O que é e como funciona o direito de preferência?

A maioria dos inquilinos e proprietários desconhece as leis que regem os contratos de aluguel. Diante da notícia da venda do imóvel muitos moradores são pegos de surpresa. Mas saiba que o locatário tem preferência na compra do imóvel; além de regras e penalizações previstas na Lei do Inquilinato.

Agora é lei

Até 1921 as relações entre as duas partes eram reguladas pela Norma Legal (Decreto Legislativo 4.403); e antes disso locador e locatário usavam o Código Civil de 1916 como base de lei.

Até que em outubro de 1991 foi criada a Lei 8.245/91, popularmente chamada de Lei do Inquilinato. Ela veio para colocar ordem nessa relação comercial que envolve a vida particular de famílias e comerciantes.

Relação de amor e ódio

E não são raras as vezes que profissionais da área — como advogados e corretores de imóveis — e também proprietários e locatários deparam-se com essa situação, que pode virar um drama mexicano se não souberem dos direitos e deveres dos dois lados envolvidos.

Se de um lado o proprietário tem todo o direito de colocar o imóvel à venda; de outro, o inquilino deve ser notificado por parte do proprietário da venda do imóvel.  Afinal, quem quer ser pego pela ideia de ficar sem teto de um dia para o outro?

O proprietário quer vender o imóvel, e agora?

Uma vez que essa situação seja concretizada, segundo o artigo 27 da Lei do Inquilinato, o locatário tem direito de compra. Ou seja, em igualdade de condições, o locatário tem o direito de comprar o imóvel alugado.

Sendo assim, o proprietário do imóvel deve oferecer a compra, primeiramente, ao locatário. E o artigo também prevê que o proprietário tenha a obrigação de comunicar ao locatário todas as condições do negócio ofertado. Especialmente o preço e a forma de pagamento, bem como o caso de contra-propostas em valores superiores às do inquilino.

E diante da apresentação da proposta de compra e venda, o locatário deverá manifestar o interesse pelo imóvel dentro das condições informadas pelo proprietário em até 30 dias.

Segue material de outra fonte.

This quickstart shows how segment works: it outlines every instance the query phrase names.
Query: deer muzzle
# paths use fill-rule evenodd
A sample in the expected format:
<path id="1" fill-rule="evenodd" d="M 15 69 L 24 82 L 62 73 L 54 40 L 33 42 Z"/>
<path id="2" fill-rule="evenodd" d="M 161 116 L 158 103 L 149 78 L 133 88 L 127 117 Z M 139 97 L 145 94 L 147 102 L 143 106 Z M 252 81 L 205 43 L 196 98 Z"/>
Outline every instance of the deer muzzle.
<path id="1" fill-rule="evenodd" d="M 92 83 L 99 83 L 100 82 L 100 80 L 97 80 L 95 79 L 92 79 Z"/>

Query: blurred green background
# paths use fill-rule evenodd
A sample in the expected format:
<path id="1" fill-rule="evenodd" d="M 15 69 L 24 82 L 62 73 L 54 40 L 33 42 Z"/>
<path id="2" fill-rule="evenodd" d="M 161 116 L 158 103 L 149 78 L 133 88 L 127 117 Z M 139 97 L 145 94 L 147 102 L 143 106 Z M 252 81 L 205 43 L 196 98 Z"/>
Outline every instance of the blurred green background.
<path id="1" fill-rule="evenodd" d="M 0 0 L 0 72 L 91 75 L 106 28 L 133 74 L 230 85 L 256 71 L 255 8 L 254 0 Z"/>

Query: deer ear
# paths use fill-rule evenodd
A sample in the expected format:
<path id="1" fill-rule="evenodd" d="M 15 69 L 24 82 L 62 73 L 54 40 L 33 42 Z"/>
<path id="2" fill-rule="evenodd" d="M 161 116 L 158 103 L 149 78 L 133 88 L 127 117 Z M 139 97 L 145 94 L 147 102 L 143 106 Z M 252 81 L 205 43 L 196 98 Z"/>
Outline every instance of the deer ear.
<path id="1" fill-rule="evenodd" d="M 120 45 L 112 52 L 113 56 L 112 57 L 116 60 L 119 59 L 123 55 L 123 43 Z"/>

De preferência, a comunicação entre proprietário e locatário deve ser feita por notificação cartorial. Um meio mais garantido, ágil e de menor custo que a judicial e tão eficiente quanto.

Caso o locatário não manifeste seu interesse em até 30 dias, ele perderá o direito de preferência em adquirir o imóvel, pois fica entendido que ele não aceitou a proposta e o locador pode então pedir o imóvel ao inquilino.

A Lei do Inquilinato vale tanto para locação residencial quanto para os aluguéis comerciais. E também prevê outras obrigações para ambos os lados.

A exemplo disso, se o proprietário desistir do negócio, deverá indenizar o locatário por perdas e danos — mediante comprovação de prejuízos por parte do inquilino.

Se o proprietário vender o imóvel sem notificar o locatário e sem avisar sobre essa intenção, o inquilino pode requerer judicialmente adjudicação do imóvel locado por até seis meses.

Caso o locatário não tenha interesse ou condições financeiras para adquirir o imóvel, o proprietário poderá vender o imóvel a outrem nas mesmas circunstâncias e características oferecidas ao inquilino. Porém, o contrato de locação deve ser cumprido até a manifestação do novo proprietário.

Nesse caso, o antigo proprietário retira-se da locação e todos os direitos sobre o imóvel passam ao novo adquirente. E, segundo previsto no artigo 8 da Lei do Inquilinato, o novo proprietário deve conceder ao inquilino 90 dias para a desocupação.

Direitos dos locadores

O locador também tem direitos dentro da Lei do Inquilinato, tais como:  tomar ciência de qualquer dano ou defeito para reparo; receber o imóvel no mesmo estado que entregou ao inquilino; receber o valor do aluguel nas datas do contrato, e visitar o imóvel — com visita agendada — para ver suas condições.

Garantias para ambos os lados

Para que essa lei seja aplicada e possa garantir os direitos dos dois lados envolvidos, o contrato de locação deve ser registrado em cartório. Caso contrário o proprietário do imóvel não será obrigado a respeitar a Lei do Inquilinato e o inquilino perde os direitos anteriormente citados.

Com o contrato devidamente registrado, inquilinos e proprietários têm seus direitos assegurados e evitam dor de cabeça no futuro.